1. **Be respectful** - Add delays between requests (don't hammer servers)
2. **Check robots.txt** - Respect site's crawling policies
3. **Rate limit yourself** - Don't fetch too fast
4. **Validate URLs** - Only fetch from trusted sources
5. **Save safely** - Always use path-validated outputs
6. **Preview first** - Use preview mode before saving

## Integration Examples

### Python Integration
```python
from pathlib import Path
import subprocess

def fetch_and_process(url):
    """Fetch URL and process"""
    output = Path.home() / "workspace" / "fetched" / "page.md"
    output.parent.mkdir(parents=True, exist_ok=True)
    
    # Fetch
    subprocess.run([
        "python3",
        "/path/to/url_fetcher.py",
        "fetch",
        "--markdown",
        url,
        str(output)
    ])
    
    # Process content
    content = output.read_text()
    return content
```

### Bash Integration
```bash
# Function for fetching
fetch_content() {
    local url="$1"
    local output="$2"
    python3 ~/workspace/skills/url-fetcher/scripts/url_fetcher.py \
        fetch --markdown "$url" "$output"
}

# Usage
fetch_content "https://example.com" ~/workspace/example.md
```

## Alternatives

### When You Need More Features

**For full-featured scraping:**
- Use `requests` + `beautifulsoup4` (requires pip install)
- Or use `scrapy` framework (requires pip install)
- Or use paid APIs (Firecrawl, Apify)

**For better markdown:**
- `markdownify` library (requires pip install)
- Or use AI-based parsing (OpenAI, Anthropic APIs)
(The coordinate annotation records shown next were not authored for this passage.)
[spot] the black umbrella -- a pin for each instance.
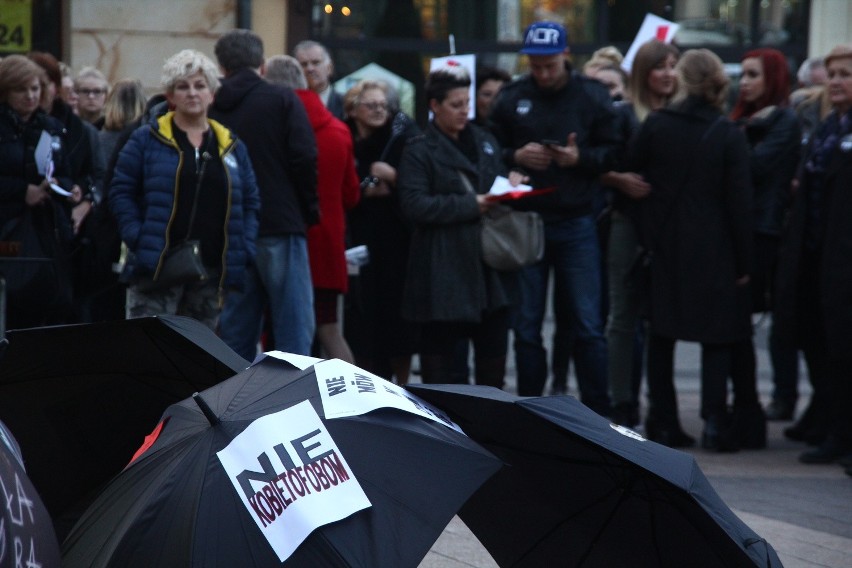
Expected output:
(80, 398)
(177, 505)
(26, 531)
(580, 491)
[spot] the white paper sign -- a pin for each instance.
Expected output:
(502, 186)
(469, 63)
(653, 27)
(291, 476)
(301, 362)
(347, 390)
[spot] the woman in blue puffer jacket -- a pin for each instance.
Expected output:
(185, 177)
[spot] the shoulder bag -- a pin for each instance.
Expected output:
(183, 264)
(510, 239)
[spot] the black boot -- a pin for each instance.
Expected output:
(719, 434)
(749, 425)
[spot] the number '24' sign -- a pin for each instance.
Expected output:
(16, 22)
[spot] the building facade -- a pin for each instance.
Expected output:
(132, 39)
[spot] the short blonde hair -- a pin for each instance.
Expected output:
(700, 73)
(126, 103)
(187, 63)
(17, 71)
(353, 95)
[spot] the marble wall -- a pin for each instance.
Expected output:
(133, 38)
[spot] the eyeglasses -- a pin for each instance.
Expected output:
(91, 92)
(374, 106)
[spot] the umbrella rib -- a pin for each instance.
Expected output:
(565, 520)
(624, 492)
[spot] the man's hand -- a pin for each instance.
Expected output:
(533, 156)
(632, 185)
(79, 214)
(566, 156)
(36, 194)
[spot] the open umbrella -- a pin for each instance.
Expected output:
(26, 531)
(279, 464)
(580, 491)
(80, 398)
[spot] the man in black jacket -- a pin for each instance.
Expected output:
(272, 122)
(560, 127)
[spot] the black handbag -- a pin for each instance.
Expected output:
(183, 263)
(510, 239)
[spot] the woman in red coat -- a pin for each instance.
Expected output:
(337, 187)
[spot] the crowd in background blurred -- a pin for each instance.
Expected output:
(674, 212)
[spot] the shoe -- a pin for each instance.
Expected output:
(749, 427)
(719, 434)
(779, 410)
(845, 461)
(828, 452)
(672, 437)
(625, 414)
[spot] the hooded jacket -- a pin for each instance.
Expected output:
(526, 113)
(143, 198)
(338, 191)
(272, 123)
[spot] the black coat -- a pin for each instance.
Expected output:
(696, 221)
(775, 140)
(271, 121)
(446, 278)
(834, 260)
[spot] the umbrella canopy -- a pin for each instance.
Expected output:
(580, 491)
(80, 398)
(220, 486)
(26, 531)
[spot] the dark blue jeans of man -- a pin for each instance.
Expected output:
(573, 253)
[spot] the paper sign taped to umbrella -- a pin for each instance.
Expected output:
(291, 476)
(347, 390)
(301, 362)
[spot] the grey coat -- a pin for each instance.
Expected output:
(446, 279)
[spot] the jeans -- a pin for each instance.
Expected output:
(624, 304)
(280, 280)
(573, 252)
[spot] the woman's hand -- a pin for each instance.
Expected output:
(484, 202)
(516, 178)
(533, 155)
(379, 189)
(37, 194)
(79, 214)
(76, 194)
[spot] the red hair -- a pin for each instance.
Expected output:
(776, 82)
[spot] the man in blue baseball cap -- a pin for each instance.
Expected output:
(560, 128)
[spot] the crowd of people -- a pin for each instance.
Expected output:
(674, 212)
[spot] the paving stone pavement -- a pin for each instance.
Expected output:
(804, 511)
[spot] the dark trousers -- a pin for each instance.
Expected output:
(439, 348)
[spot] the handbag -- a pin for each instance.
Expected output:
(510, 239)
(183, 263)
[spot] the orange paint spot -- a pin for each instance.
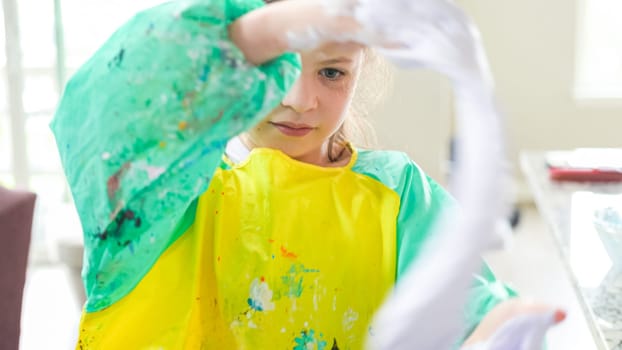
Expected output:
(287, 254)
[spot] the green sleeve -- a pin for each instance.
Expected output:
(421, 202)
(141, 128)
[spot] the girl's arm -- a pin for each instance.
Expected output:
(142, 125)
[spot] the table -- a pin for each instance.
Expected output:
(593, 262)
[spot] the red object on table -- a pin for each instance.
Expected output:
(588, 175)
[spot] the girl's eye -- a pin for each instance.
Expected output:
(331, 73)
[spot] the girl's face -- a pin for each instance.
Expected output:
(315, 107)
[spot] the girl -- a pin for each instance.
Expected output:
(222, 204)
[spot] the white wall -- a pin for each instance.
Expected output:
(531, 46)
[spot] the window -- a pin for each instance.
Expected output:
(599, 50)
(56, 38)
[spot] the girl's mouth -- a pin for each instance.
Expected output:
(293, 129)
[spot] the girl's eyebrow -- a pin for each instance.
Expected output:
(336, 60)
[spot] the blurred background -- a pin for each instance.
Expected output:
(558, 70)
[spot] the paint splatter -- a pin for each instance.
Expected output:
(287, 254)
(308, 341)
(292, 281)
(117, 59)
(113, 183)
(260, 298)
(349, 318)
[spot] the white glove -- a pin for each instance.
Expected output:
(524, 332)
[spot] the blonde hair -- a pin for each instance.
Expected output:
(373, 85)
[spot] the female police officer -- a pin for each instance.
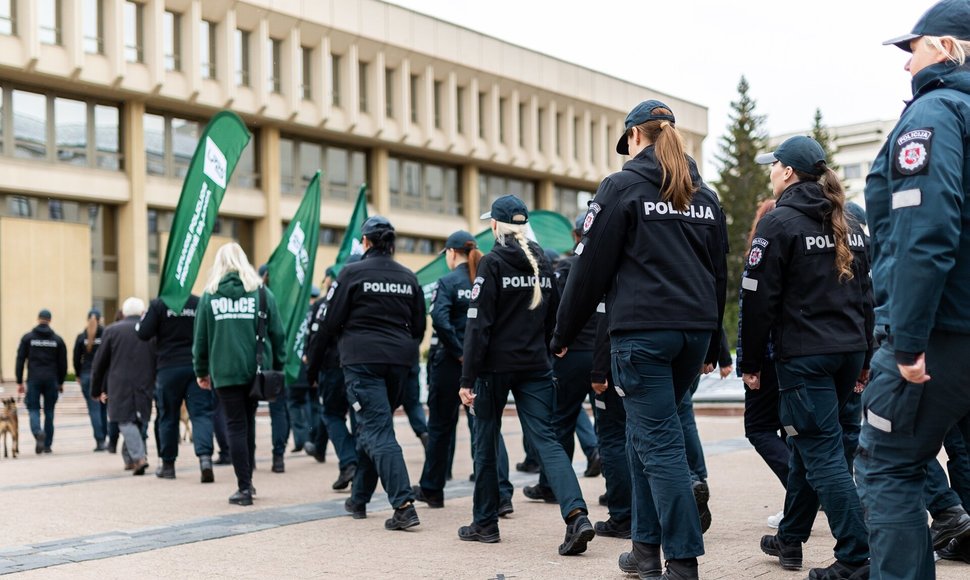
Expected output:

**For complex workflows:**
- Browser automation (OpenClaw browser tool)
- Headless Chrome (Puppeteer, Playwright)
- Or use scraping APIs (Zyte, ScraperAPI)

## Zero-Cost Advantage

This skill requires:
- ✅ Python 3 (included with OpenClaw)
- ✅ No API keys
- ✅ No external packages
- ✅ No paid services
- ✅ No rate limiting (other than what you add)

Perfect for autonomous agents with budget constraints.

## Contributing

If you improve this skill, please:
1. Test with security-checker
2. Document new features
3. Publish to ClawHub with credit

## License

Use freely in your OpenClaw skills and workflows.